Prices of seaborne iron ore have corrected by 36% between February and May of 2017, dragged down by a correction in Chinese steel prices, rising inventory levels at Chinese ports, and addition of low cost fresh supplies from Australia and Brazil. Interestingly, during this period, domestic lump ore prices have shown a diverging trend, increasing by around 4%. However, this weaker seaborne price will make iron ore exports less remunerative and lead to higher domestic supplies. This could lead to correction in domestic ore prices in the coming months. Prices of seaborne prices of cooking coal, the other key steel making ingredient for which India relies largely on Australian exports, have also seen a sharp decline of around 46% from $314/tonne in mid-April 2017 to $170/tonne in mid-May 2017 after the resumption of supplies from Queensland post the disruption caused by cyclone Debbie during April 2017.

Sustained demand weakness especially in key end-user industries remains a concern for the domestic steel industry with a growth of mere 4.6% and 2.6% in FY16 and FY17 respectively. Weak demand has also led to a correction in domestic hot rolled coil (HRC) prices by 7% in May 2017. However, ICRA believes that domestic mills would stand to benefit from lower iron ore and cooking coal costs in the current year.

“Notwithstanding a correction in domestic hot rolled coil prices by Rs. 2,750/tonne in May 2017, an expected decline in coking coal and iron ore costs, the benefit of which would start flowing in from the second quarter, is likely to push gross contribution levels of blast furnace players higher by around Rs 2,000/tonne over Q4 FY17, assuming domestic steel price remain at prevailing levels”.
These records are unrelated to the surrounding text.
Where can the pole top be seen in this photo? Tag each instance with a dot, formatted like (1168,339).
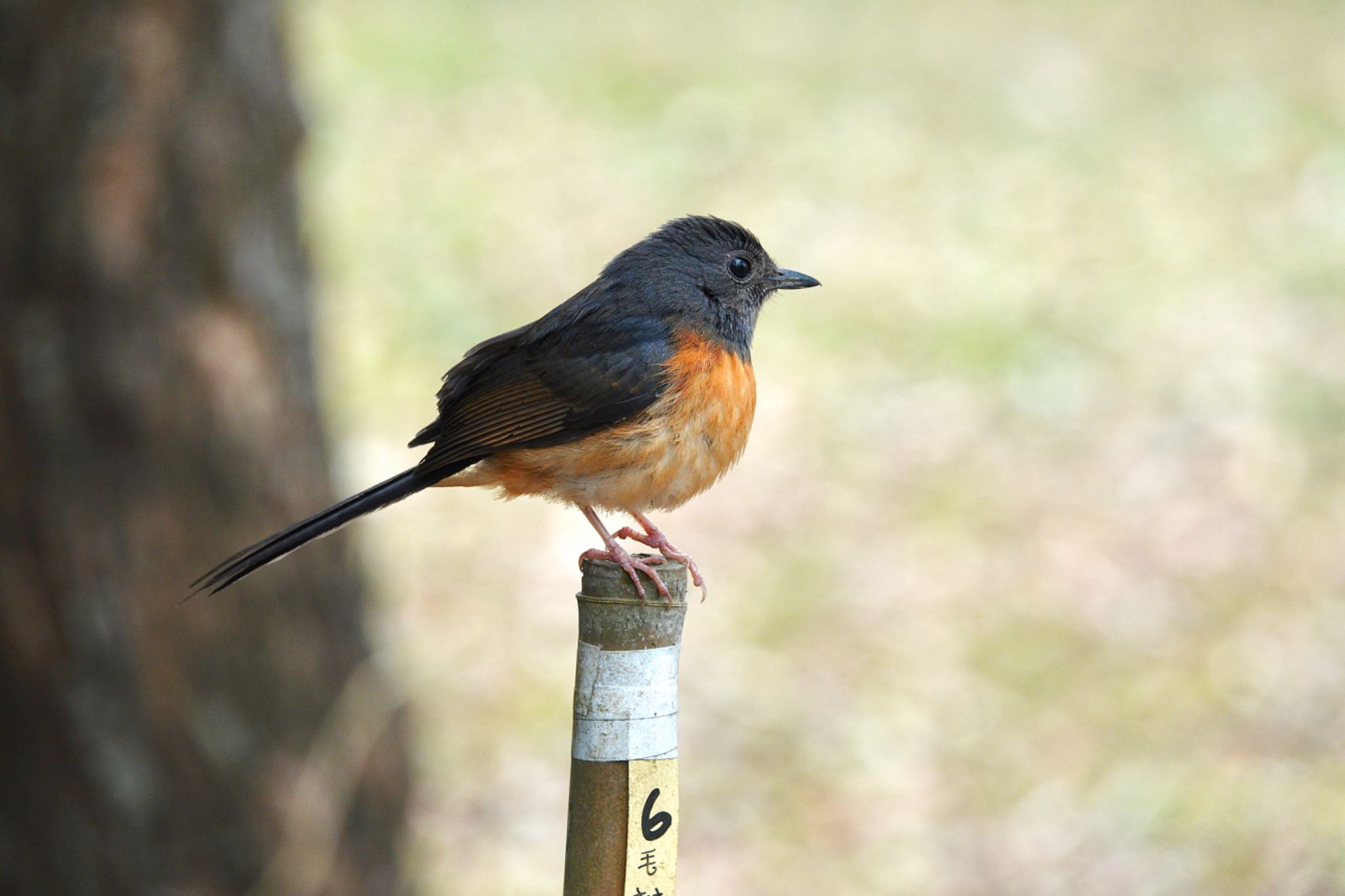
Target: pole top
(608,582)
(612,616)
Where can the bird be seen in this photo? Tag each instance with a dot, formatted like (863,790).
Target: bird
(634,395)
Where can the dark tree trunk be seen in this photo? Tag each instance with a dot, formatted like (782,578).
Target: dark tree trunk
(156,413)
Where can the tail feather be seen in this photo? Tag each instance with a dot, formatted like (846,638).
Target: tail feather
(323,523)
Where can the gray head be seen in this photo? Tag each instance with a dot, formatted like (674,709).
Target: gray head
(707,268)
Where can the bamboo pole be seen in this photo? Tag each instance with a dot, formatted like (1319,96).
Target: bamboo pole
(623,816)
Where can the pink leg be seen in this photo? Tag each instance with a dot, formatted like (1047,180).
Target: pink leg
(618,555)
(654,538)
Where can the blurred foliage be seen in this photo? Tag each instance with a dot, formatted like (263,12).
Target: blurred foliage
(1030,581)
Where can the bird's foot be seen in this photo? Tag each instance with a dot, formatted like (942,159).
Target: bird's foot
(654,538)
(632,566)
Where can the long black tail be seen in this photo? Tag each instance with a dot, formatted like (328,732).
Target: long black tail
(324,523)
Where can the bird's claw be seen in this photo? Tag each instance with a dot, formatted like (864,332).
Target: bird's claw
(655,539)
(632,566)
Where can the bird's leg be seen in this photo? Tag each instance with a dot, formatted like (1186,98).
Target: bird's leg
(654,538)
(618,555)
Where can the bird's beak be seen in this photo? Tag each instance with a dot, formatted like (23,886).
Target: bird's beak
(793,280)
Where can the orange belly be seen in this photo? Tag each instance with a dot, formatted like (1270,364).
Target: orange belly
(661,458)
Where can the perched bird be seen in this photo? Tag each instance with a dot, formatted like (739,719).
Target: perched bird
(635,394)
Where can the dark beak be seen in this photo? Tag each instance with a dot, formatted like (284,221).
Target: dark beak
(793,280)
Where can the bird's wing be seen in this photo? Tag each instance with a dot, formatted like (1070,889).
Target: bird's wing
(526,390)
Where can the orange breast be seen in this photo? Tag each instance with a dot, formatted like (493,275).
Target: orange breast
(663,457)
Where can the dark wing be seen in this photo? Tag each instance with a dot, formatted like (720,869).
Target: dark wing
(545,385)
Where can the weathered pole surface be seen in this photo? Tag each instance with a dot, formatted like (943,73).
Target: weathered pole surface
(623,820)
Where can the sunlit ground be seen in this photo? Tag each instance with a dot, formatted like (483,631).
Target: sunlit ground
(1032,580)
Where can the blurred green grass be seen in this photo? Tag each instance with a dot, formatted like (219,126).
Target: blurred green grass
(1030,580)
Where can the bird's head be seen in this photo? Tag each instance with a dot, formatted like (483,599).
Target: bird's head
(711,268)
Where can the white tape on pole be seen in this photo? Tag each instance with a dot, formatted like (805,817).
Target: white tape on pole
(626,704)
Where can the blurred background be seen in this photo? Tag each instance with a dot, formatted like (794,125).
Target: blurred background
(1030,580)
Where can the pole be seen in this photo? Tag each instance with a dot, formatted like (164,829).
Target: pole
(622,833)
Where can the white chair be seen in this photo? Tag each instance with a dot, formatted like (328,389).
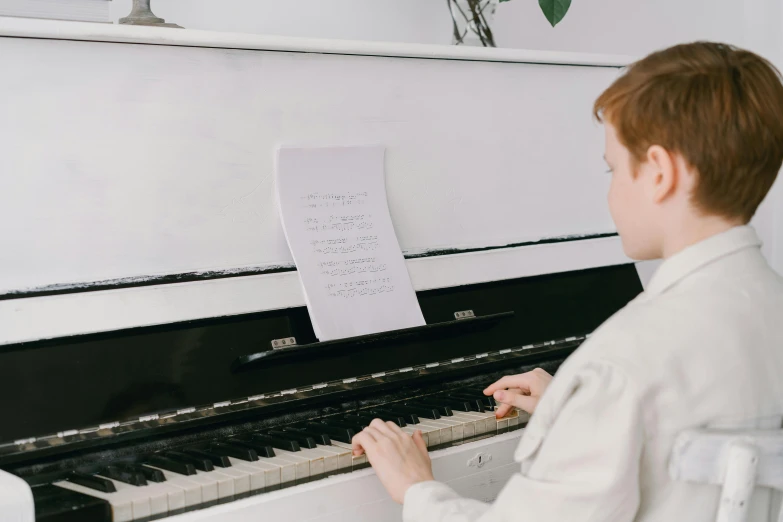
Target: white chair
(738,460)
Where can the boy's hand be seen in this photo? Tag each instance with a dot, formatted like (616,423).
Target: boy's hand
(522,391)
(400,460)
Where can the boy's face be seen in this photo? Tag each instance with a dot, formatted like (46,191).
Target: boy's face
(631,207)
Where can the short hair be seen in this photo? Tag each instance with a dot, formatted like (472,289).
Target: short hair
(719,107)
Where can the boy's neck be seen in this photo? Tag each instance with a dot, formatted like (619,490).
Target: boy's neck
(690,232)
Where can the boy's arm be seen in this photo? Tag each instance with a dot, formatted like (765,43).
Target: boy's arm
(580,459)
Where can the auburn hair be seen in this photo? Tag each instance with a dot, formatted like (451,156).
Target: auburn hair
(719,107)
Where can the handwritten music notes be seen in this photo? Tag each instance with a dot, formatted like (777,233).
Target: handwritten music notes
(333,207)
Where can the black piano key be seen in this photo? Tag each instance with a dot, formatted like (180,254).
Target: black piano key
(419,410)
(341,434)
(56,504)
(234,450)
(132,477)
(361,421)
(453,404)
(320,437)
(152,475)
(339,423)
(261,449)
(92,482)
(476,404)
(386,416)
(488,400)
(444,410)
(285,443)
(409,418)
(199,463)
(175,466)
(303,440)
(217,460)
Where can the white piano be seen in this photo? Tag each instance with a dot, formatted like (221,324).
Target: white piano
(144,273)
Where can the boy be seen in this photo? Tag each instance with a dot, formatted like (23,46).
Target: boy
(694,141)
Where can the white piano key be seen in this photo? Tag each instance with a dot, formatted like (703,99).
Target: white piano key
(139,497)
(430,434)
(240,478)
(433,431)
(196,492)
(445,429)
(225,483)
(485,422)
(344,458)
(471,426)
(457,428)
(301,464)
(121,504)
(355,461)
(287,470)
(269,474)
(175,497)
(318,459)
(410,429)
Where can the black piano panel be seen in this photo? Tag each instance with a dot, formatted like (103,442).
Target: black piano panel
(82,381)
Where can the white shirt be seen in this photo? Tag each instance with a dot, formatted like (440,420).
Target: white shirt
(702,346)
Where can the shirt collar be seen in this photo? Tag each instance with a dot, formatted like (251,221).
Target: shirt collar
(694,257)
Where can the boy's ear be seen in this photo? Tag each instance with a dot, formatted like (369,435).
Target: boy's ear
(663,173)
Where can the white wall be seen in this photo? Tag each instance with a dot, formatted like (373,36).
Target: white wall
(609,26)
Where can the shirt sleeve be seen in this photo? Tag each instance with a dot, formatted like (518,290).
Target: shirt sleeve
(580,459)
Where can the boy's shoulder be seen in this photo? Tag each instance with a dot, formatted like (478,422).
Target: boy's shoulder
(703,320)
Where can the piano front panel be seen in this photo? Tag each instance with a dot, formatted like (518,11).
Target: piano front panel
(134,162)
(121,375)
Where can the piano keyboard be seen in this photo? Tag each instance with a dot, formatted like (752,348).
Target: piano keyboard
(173,482)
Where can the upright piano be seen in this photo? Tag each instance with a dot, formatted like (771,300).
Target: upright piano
(156,356)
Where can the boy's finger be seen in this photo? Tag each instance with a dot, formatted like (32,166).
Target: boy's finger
(419,441)
(502,410)
(361,441)
(521,381)
(381,427)
(523,402)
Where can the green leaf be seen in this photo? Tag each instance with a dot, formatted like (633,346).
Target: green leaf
(554,10)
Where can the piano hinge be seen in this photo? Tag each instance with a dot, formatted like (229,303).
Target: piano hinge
(217,408)
(285,342)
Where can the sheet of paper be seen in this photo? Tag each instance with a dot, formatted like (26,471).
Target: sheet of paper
(333,206)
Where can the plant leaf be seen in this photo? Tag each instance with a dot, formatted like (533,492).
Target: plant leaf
(554,10)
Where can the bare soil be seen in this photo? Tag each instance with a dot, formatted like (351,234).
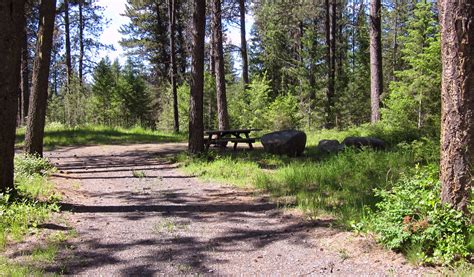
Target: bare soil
(137,214)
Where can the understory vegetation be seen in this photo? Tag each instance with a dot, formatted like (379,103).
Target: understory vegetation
(21,216)
(57,134)
(392,193)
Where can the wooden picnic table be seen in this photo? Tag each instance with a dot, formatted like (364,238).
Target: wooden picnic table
(222,137)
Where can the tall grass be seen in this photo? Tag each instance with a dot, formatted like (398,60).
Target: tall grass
(24,212)
(59,135)
(341,185)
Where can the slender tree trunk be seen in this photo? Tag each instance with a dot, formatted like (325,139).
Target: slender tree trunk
(196,124)
(41,68)
(395,42)
(243,43)
(376,79)
(68,43)
(457,98)
(330,59)
(12,21)
(212,69)
(222,114)
(25,77)
(81,42)
(172,13)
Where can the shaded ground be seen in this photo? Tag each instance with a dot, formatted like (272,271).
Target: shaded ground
(136,214)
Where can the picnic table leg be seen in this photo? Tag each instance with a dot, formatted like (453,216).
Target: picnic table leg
(247,135)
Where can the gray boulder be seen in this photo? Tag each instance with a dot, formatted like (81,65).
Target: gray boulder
(359,142)
(329,146)
(289,142)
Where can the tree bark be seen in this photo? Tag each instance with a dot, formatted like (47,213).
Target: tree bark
(222,114)
(41,67)
(376,79)
(12,24)
(172,13)
(330,60)
(457,98)
(196,121)
(25,77)
(81,42)
(67,44)
(243,43)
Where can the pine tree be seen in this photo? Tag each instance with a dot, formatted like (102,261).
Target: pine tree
(12,24)
(414,99)
(41,68)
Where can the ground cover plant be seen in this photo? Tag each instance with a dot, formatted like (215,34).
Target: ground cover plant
(22,213)
(360,189)
(57,134)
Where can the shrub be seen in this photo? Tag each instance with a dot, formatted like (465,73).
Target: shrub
(411,219)
(26,164)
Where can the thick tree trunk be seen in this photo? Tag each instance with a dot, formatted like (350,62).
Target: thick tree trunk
(375,59)
(196,121)
(457,98)
(25,77)
(41,67)
(68,44)
(81,42)
(12,24)
(243,43)
(172,13)
(331,60)
(222,114)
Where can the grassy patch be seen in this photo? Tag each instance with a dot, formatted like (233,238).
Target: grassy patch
(8,268)
(59,135)
(341,185)
(20,216)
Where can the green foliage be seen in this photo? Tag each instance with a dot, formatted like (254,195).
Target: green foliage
(18,216)
(411,218)
(254,108)
(60,135)
(284,113)
(414,99)
(73,106)
(26,164)
(341,185)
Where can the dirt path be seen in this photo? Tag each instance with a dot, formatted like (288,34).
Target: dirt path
(136,214)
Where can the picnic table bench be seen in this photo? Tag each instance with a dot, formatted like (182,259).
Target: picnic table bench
(222,137)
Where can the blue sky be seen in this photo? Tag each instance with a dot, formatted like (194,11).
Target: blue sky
(111,35)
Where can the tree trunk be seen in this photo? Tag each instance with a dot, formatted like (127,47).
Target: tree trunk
(457,98)
(25,77)
(68,44)
(222,114)
(243,43)
(331,60)
(196,121)
(171,13)
(12,24)
(375,59)
(81,42)
(41,67)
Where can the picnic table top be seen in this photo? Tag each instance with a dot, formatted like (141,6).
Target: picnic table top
(210,132)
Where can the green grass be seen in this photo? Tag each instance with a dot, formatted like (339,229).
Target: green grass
(340,185)
(8,268)
(59,135)
(20,216)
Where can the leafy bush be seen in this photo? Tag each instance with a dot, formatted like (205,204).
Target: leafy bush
(411,219)
(284,113)
(19,215)
(26,164)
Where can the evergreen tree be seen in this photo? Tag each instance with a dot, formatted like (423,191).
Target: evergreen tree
(414,100)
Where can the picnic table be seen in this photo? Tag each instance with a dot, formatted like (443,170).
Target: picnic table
(222,137)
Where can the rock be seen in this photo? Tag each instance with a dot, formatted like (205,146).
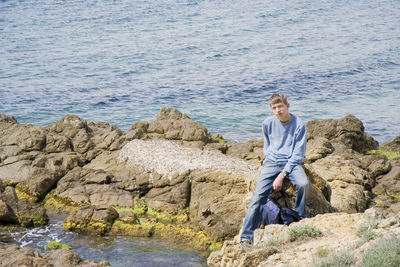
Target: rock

In the context of a global supply glut, coupled with persistent domestic weak growth levels in key steel consuming sectors, ICRA believes that the imposition of a five-year anti-dumping duty on import of hot-rolled and cold-rolled flat steel products is likely to give the domestic steel industry an opportunity to gradually improve its financial performance, provided the global pricing environment remains favourable. Moreover, the recent Cabinet clearance of the National Steel Policy 2017 is also a long-term positive for the steel sector, since it intends to meet the entire demand of value-added steel from domestic sources.